The 3% fee is a sign of a loan you might want to reconsider taking next year (or 3L year) - look for a better lender. Graduate Leverage might be an okay place to start. Again, check with Fin Aid. You'll save more getting the best deal on the original loans than you will in paying back this particular loan amount.

In the end it comes down to simple math and a set of your own assumptions about budgeting for the next year. You financial aid department should be available to help you in both areas. Best luck!
posted by unclezeb at 5:05 PM on December 22, 2008

Liquidity is worth something. Would you pay whatever interest rate you are being charged as insurance to have cash just in case? Cash is king.
posted by JohnnyGunn at 5:57 PM on December 22, 2008

Do you have any higher interest-rate debt (credit cards, car loans, etc.)?

One possible problem with keeping it in your bank account is you will have to declare it on your FAFSA next year as an asset, if it is over the allowed amount it will increase your expected family contribution and reduce your need and thus your access to grants and subsidized loans.

Do you have any expenses that you know you will need to pay in the near future that you could pay before you file your FAFSA?
posted by Jacqueline at 6:59 PM on December 22, 2008

My SO borrowed every penny she could, and it's just about the best debt she could possibly have.

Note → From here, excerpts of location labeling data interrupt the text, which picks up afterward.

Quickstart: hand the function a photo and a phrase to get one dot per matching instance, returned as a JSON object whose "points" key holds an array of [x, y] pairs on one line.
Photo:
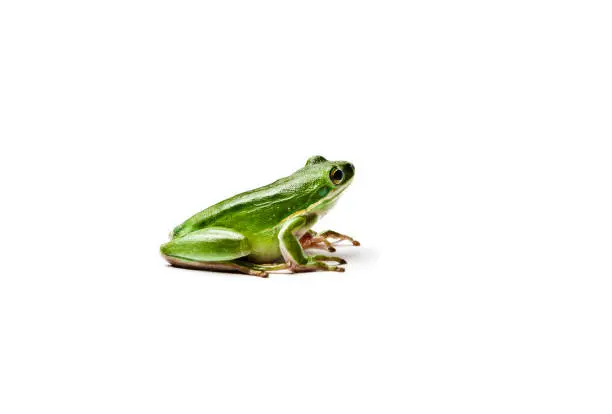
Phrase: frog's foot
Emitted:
{"points": [[322, 240], [310, 240], [318, 262], [330, 234]]}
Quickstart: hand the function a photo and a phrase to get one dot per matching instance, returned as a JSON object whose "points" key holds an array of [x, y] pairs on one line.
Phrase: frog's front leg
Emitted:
{"points": [[321, 240], [293, 253]]}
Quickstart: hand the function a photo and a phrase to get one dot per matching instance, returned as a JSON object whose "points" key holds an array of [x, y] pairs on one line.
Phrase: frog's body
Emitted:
{"points": [[266, 228]]}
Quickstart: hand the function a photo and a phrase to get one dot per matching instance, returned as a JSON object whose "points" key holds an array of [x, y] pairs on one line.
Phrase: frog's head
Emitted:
{"points": [[329, 179]]}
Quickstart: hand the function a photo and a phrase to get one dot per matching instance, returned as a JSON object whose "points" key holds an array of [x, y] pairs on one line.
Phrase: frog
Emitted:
{"points": [[267, 229]]}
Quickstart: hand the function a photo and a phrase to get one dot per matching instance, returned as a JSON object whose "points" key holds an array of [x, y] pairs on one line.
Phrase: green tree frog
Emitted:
{"points": [[266, 229]]}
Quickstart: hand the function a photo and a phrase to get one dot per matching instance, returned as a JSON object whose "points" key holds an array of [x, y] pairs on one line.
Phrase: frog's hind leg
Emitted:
{"points": [[211, 248]]}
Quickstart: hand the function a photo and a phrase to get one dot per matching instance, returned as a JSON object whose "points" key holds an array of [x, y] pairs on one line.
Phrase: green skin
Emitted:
{"points": [[268, 228]]}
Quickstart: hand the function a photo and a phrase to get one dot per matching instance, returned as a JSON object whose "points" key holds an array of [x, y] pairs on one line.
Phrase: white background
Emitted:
{"points": [[481, 136]]}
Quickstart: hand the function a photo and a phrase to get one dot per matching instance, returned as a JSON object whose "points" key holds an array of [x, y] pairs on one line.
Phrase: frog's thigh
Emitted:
{"points": [[212, 244]]}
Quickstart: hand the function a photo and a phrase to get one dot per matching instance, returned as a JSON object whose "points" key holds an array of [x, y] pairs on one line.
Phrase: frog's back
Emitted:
{"points": [[256, 211]]}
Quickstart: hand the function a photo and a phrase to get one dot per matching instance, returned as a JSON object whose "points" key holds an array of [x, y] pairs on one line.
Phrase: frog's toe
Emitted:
{"points": [[323, 258]]}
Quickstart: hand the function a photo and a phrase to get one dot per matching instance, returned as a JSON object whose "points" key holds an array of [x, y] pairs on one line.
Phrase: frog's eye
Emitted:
{"points": [[336, 175]]}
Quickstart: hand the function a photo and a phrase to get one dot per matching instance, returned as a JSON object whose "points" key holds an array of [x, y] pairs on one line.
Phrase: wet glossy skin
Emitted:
{"points": [[266, 228]]}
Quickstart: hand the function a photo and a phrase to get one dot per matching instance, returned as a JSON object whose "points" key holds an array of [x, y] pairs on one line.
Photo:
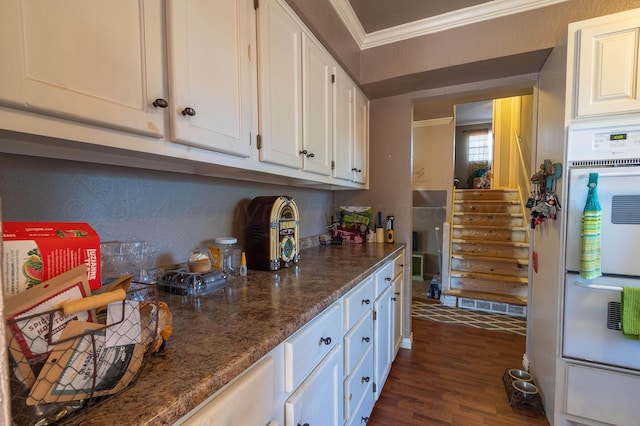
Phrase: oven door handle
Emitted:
{"points": [[614, 174], [598, 287]]}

The interest rate was higher when she was in school, but when she got out around 4 years ago, the rates on consolidation loans were stupidly low. (She's paying something like 3.2% IIRC)

The only lower interest rate debt she has is a balance transfer on a Citibank card she had around that time that's at 1.9% for the life of the balance.

Unless inflation runs rampant in the next few years, which seems unlikely at this point, despite all the money printing going on, interest rates will remain low and so student loan debt will end up being very cheap over the long term.
posted by wierdo at 11:24 PM on December 22, 2008

Normally, I'd say delay pay on student loans -- they're cheap, so put your money to work elsewhere. But I've gotten credit card offers recently that are cheaper than your GradPLUS loan. I used to know a guy who took out student loans and invested a corresponding amount in bonds and pocketed the difference, but this sounded wrong then and is flat out money losing advice today.

As a reference, my lowest student loans from undergrad are at 3.960 percent currently. This is pretty damn low, and as long as there's investments paying out more than this there's little reason to go beyond the minimum monthly payments.

Maybe more importantly, what's the story on in-school interest?

Subsidized loans have interest paid by the government while you're in school. Unsubsidized loans "capitalize" it, meaning they add it to the principal while you're in school. The easiest way to think of it is like an extra loan every compounding interval. The Payoff Amount likely includes a pro-rated interest payment.

I don't know the ins and outs of lawyer employment; are law students in the habit of donating summer vacations to charity?